In eight of the 10 Oklahoma victories in 1938, the Sooners held their opponent scoreless.
Ironically, in the one game OU lost that season, the Sooners were the team that failed to score, losing 17-0 to No. 2-ranked Tennessee in the Orange Bowl. That game also was significant because it was the very first bowl appearance by an Oklahoma football team.
The Sooners squeaked by Rice 7-6 in the season opener in 1938. They won their next three outings, all by shutout, before giving up six points in a 28-6 win over Tulsa. Oklahoma did not give up another score for five consecutive games until Tennessee scored a first-quarter touchdown in the Orange Bowl.

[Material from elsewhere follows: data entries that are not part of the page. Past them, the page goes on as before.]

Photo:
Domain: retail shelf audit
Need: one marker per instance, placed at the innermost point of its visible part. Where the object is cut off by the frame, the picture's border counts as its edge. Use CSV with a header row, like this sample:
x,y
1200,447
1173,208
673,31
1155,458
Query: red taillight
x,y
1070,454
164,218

Oklahoma defeated its five Big Six opponents that season by the combined score of 90-0 on the way to winning its fourth conference championship and first as a member of the Big Six.
Flashing forward 81 years to 2019, shutouts in college football are far less common that they were in the first-half of the last century. The Oklahoma defense has not pitched a shutout in its last 48 games. The last time the Sooners held an opponent scoreless was in 2015, a 55-0 whitewash of Kansas State.
In 2018, Oklahoma ranked 101st nationally (out of 129 FBS teams) in scoring defense, allowing 33.3 points per game. In contrast, the 1938 Sooner team gave up just 2.07 points per game.
Somewhere in between lies an answer to Oklahoma’s recent defensive struggles.
Statistical information contained in this article was sourced from the 2018 Oklahoma Football Media Guide.